Sparpläne: Ausschuss stellt keinen „Blanko-Scheck“ aus

Sparpläne: Ausschuss stellt keinen „Blanko-Scheck“ aus

Das Konzept der Stadtspitze sei in dieser Form nicht beschlussfähig – und wurde abgelehnt. In Wäldern und Parks arbeitet man seit Jahren schon nur noch auf Sparflamme.

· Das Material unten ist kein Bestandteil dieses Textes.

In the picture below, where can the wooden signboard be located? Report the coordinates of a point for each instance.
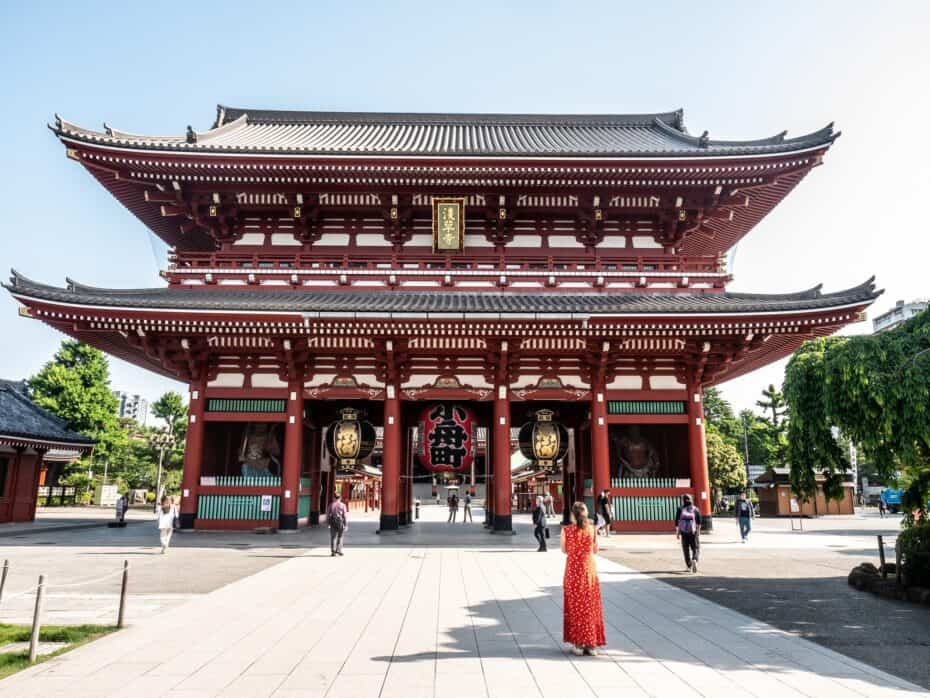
(448, 224)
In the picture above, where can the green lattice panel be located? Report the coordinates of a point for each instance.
(236, 507)
(258, 405)
(646, 407)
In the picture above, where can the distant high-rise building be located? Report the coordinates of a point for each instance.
(902, 311)
(133, 406)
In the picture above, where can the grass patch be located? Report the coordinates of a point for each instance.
(74, 635)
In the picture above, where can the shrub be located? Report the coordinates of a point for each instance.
(914, 546)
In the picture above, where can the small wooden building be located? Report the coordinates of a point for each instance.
(775, 497)
(29, 436)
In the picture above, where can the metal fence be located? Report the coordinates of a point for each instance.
(242, 507)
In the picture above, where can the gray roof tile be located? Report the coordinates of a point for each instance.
(22, 418)
(500, 135)
(305, 301)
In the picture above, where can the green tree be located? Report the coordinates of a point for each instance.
(719, 413)
(876, 390)
(766, 447)
(772, 400)
(811, 445)
(75, 385)
(171, 408)
(724, 463)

Wuppertal. Als CDU-Ratsherr Frank Zitlau sich im Umweltausschuss noch einmal zu Wort meldete, "weiteren Gesprächsbedarf" bekundete und in einer persönlichen Erklärung betonte, dass natürlich auch die CDU-Fraktion zum Haushaltssicherungskonzept (HSK) stehe, war es schon zu spät. Mit den Stimmen der CDU hatte die Ausschussmehrheit zuvor die Empfehlung ausgesprochen, der Drucksache in der vorliegenden Form nicht zuzustimmen.

Die Diskussion zum Sparkonzept - es durchläuft als Vorlage zur Entgegennahme, Empfehlung und Anhörung bis zum Ratsbeschluss am 15. März Ausschüsse und Bezirksvertretungen - nahm ihren Anfang, als es um den Austritt der Stadt Wuppertal aus den Zweckverbänden für das Wildgehege Neandertal und das Erholungsgebiet Ittertal ging. Wie berichtet, will die Stadt auch damit auf Dauer Geld sparen.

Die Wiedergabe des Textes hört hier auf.